Individuals who installed rooftop solar panels from March 1 would be able to claim a rebate of 25% of the cost of the panels, up to a maximum of R15 000.
This could be used to reduce their tax liability in the 2023/24 tax year. This incentive would be available for one year.
Changes to the Bounce Back Loan Guarantee Scheme were also proposed to incentivise renewable energy, rooftop solar, and address energy-related constraints experienced by small and medium enterprises.
The government would guarantee solar-related loans for small and medium enterprises on a 20% first-loss basis.
The Treasury would launch the Energy Bounce Back Scheme in April 2023.
In response to the Budget, some industry players said the emphasis on sustainable energy and the potential for green energy was reason for hope to start turning the energy crisis around.
The allowance for homeowners for up to 25% of the value of the solar kit up to a maximum of R15 000 means that a homeowner can invest up to R60 000 in a solar kit to get the maximum tax benefit of R15 000.
Lulalend chief risk officer Garth Rossiter said, “Again the government has raised the Loan Guarantee scheme as a mechanism to incentivise renewable energy, rooftop solar, and address energy-related constraints for SMEs. The success of this, as we have said continually over the past few years, will be determined by the distribution of these funds. This has been ineffective over the past few years - the government needs to look at smarter options to ensure this funding reaches businesses faster than traditional methods.”
The South African Wind Energy Association (Sawea) said the incentive opportunity presented for renewable energy companies was not significant enough for the industry to accelerate development at the rate that it required.

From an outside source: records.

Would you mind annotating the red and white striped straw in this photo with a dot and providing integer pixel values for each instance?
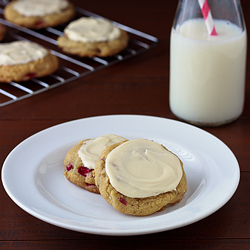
(208, 17)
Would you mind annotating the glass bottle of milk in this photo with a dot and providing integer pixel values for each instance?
(207, 72)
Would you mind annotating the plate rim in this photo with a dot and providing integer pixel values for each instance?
(121, 232)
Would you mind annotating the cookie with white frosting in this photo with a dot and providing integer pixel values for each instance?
(36, 14)
(140, 177)
(80, 161)
(89, 37)
(23, 60)
(2, 31)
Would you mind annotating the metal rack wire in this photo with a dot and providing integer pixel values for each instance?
(71, 67)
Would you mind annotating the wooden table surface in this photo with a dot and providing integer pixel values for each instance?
(138, 85)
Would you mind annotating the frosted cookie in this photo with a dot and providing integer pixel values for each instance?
(88, 37)
(21, 60)
(140, 177)
(79, 162)
(2, 31)
(36, 14)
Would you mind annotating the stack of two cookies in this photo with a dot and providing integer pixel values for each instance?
(136, 177)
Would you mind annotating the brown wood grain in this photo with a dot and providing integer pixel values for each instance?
(136, 86)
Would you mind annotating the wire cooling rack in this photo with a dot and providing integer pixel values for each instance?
(71, 67)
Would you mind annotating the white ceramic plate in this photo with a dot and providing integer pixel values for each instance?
(33, 177)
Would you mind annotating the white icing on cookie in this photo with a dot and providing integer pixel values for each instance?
(141, 168)
(39, 7)
(20, 52)
(88, 29)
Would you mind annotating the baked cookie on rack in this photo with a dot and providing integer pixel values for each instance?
(89, 37)
(140, 177)
(79, 162)
(22, 60)
(2, 31)
(36, 14)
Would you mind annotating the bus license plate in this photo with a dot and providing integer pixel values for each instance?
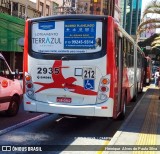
(64, 100)
(89, 73)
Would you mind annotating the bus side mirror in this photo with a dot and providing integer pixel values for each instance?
(16, 74)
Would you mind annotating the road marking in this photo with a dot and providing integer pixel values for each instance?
(103, 147)
(6, 130)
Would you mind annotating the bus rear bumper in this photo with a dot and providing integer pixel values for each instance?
(104, 109)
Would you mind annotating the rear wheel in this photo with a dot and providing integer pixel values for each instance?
(13, 107)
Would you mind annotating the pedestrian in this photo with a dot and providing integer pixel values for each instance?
(156, 77)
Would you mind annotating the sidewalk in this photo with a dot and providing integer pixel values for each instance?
(142, 127)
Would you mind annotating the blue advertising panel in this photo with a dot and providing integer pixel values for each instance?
(79, 34)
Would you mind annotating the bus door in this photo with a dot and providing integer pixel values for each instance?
(119, 71)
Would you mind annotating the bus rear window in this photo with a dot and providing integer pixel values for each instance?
(67, 37)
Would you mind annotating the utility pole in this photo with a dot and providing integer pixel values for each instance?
(26, 10)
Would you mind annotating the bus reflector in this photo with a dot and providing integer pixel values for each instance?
(28, 102)
(28, 78)
(104, 107)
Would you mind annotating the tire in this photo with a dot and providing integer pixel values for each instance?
(13, 107)
(123, 113)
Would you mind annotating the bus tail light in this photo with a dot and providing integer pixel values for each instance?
(103, 89)
(29, 87)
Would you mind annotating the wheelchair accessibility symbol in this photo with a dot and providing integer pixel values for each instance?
(89, 84)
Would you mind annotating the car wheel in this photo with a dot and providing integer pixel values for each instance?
(13, 107)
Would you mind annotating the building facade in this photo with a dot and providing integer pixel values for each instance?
(12, 20)
(131, 15)
(97, 7)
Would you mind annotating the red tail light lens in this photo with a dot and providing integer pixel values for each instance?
(29, 85)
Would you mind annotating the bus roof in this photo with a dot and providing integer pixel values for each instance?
(70, 16)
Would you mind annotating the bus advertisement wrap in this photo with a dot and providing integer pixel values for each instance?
(75, 37)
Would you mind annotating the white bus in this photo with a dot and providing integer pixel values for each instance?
(81, 65)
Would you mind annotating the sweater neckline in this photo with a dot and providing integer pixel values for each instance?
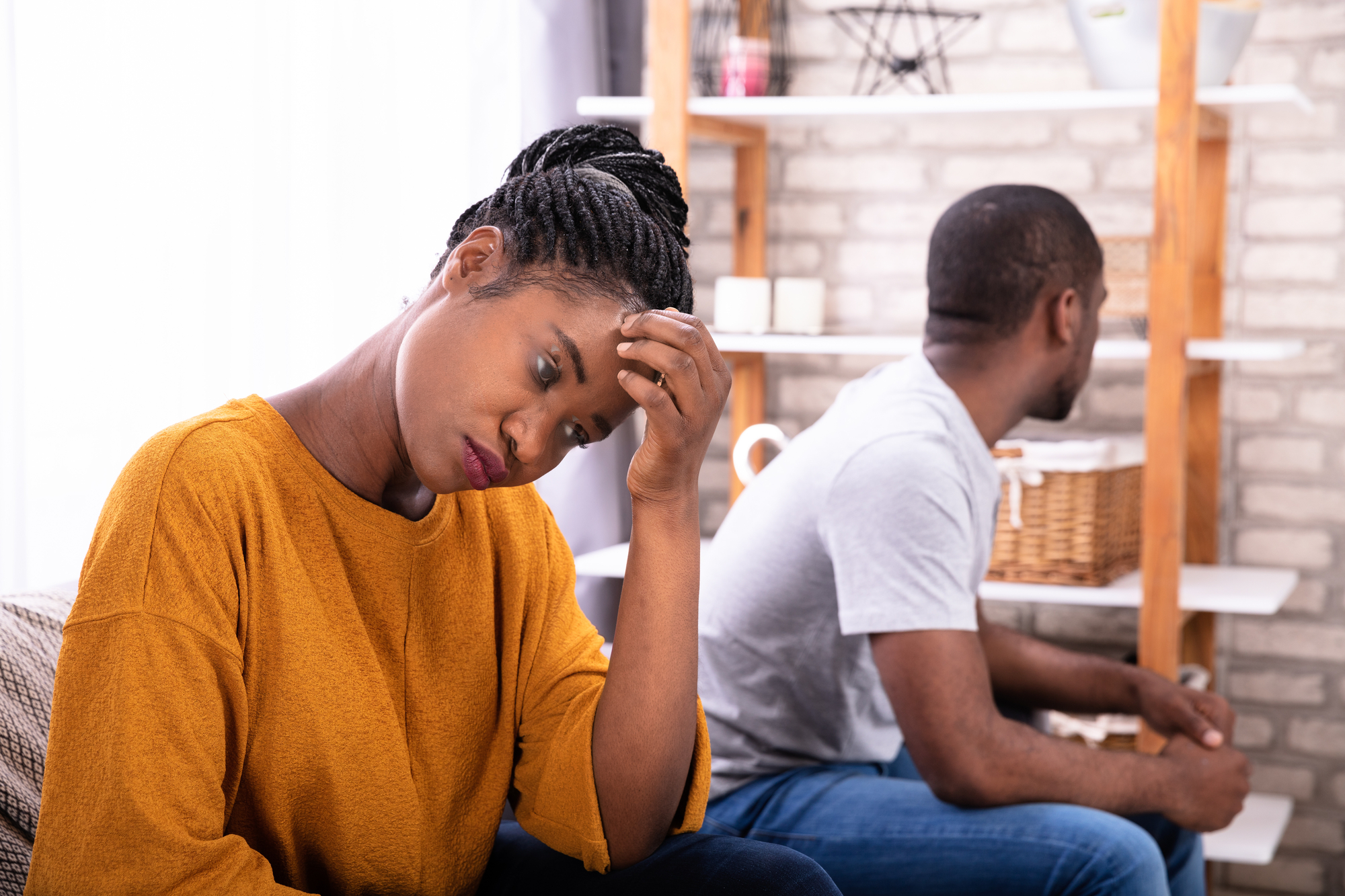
(383, 521)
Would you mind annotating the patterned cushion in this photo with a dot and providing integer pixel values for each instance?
(30, 641)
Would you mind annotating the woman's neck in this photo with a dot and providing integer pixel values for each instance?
(348, 420)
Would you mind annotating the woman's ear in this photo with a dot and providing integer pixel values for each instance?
(477, 259)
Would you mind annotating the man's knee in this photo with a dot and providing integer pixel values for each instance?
(747, 866)
(1117, 856)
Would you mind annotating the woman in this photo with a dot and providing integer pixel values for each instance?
(322, 638)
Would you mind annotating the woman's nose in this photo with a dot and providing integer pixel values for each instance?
(529, 436)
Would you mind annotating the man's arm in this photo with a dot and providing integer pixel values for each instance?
(1034, 673)
(970, 755)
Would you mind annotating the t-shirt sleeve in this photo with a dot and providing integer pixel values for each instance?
(898, 526)
(553, 775)
(150, 713)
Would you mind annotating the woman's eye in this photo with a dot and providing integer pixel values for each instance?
(547, 370)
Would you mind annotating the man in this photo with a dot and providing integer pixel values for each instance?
(844, 657)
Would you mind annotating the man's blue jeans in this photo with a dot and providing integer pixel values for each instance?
(879, 829)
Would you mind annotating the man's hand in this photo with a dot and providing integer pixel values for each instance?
(1208, 786)
(1174, 709)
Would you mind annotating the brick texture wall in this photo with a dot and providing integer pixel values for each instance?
(855, 201)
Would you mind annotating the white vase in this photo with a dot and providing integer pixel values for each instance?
(1120, 40)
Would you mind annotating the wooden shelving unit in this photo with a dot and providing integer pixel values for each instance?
(1186, 310)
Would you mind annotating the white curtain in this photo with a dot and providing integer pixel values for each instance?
(206, 200)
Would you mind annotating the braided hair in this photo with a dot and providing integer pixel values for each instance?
(591, 208)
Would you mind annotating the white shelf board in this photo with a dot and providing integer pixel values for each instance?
(779, 343)
(1223, 589)
(900, 346)
(1256, 591)
(767, 108)
(1254, 836)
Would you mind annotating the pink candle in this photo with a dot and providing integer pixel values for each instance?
(747, 68)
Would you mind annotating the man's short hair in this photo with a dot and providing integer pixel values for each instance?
(995, 251)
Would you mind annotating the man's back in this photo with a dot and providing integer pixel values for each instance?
(818, 553)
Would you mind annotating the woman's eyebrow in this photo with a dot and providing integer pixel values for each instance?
(572, 350)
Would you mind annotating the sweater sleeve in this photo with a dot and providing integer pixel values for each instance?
(150, 715)
(553, 776)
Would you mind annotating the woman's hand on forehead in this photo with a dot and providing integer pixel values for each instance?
(684, 409)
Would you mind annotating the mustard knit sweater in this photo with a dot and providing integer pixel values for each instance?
(270, 684)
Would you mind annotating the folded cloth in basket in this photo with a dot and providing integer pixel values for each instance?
(1077, 455)
(30, 642)
(1074, 455)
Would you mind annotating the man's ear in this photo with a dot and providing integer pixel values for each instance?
(1067, 315)
(481, 253)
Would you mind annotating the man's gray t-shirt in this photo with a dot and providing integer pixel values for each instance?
(880, 517)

“The government has not provided anymore support, guidance, or insight into the growth of the market for the industry to accelerate quickly enough to tackle the energy challenges we are facing – at the rate and pace that we require,” said Sawea CEO Niveshen Govender.
Bernard Mofokeng, the head of tax at CMS, a corporate law firm, said the expansion of the renewable energy tax incentive to businesses to claim 125% deduction in the first year on all their renewable energy spend with no limitation on generation capacity was welcomed.
“It would have been better if business could have received a rebate on their spend as it would have assisted them immediately in addressing their cash flow needs. For households, the rooftop solar incentives will go some way in assisting them to install solar panel to cover their energy needs though the relief will again not be immediate,” he said.
He said though for those households who did not want to be heavily reliant on Eskom, the maximum R15 000 per individuals would not be enough unless the cost could be somehow spread among the household members.
Jeff Miller, the founder of the Twelve B Green Energy Fund, which allows green energy investors to qualify for SA Revenue Service-approved tax deductions, said the incentive would encourage businesses to definitely look to invest in solar, which will assist with the energy crisis in South Africa.
“The minister is to be congratulated on his foresight to increase the Section 12B tax allowance from 100% to 125%, this move will give our investors an increased return from 14% to 18%, which is an unbelievable return for a moderate risk investment,” Miller said
The Southern African Alternative Energy Association (Saaea), which represents and actively promotes Renewable Alternative Energy Solutions said the incentives would bring more renewables to the industry, though there were concerns that Eskom was over-protected when more could have been done for the renewables sector.
Greenpeace said the incentive was an essential element of the Just Transition, which must also be accompanied by a feed-in tariff.
“The government must, however, invest in tackling the heart of the problem, which is the continued reliance on fossil fuels for our electricity needs. The Just Transition must be handled with utmost transparency,” said Chris Vlavianos, Greenpeace Africa Communications Officer.
Momentum Investments said the licensing threshold raised for embedded generation and pipeline has grown to more than 100 projects (9 000MW), aiming to establish the Energy Security Bill and relieved regulatory impediments for independent power producers.
It said this amounted to R4 billion in tax incentives for household rooftop solar (for one year) and a R5 billion extension of renewable energy tax incentives for businesses for two years.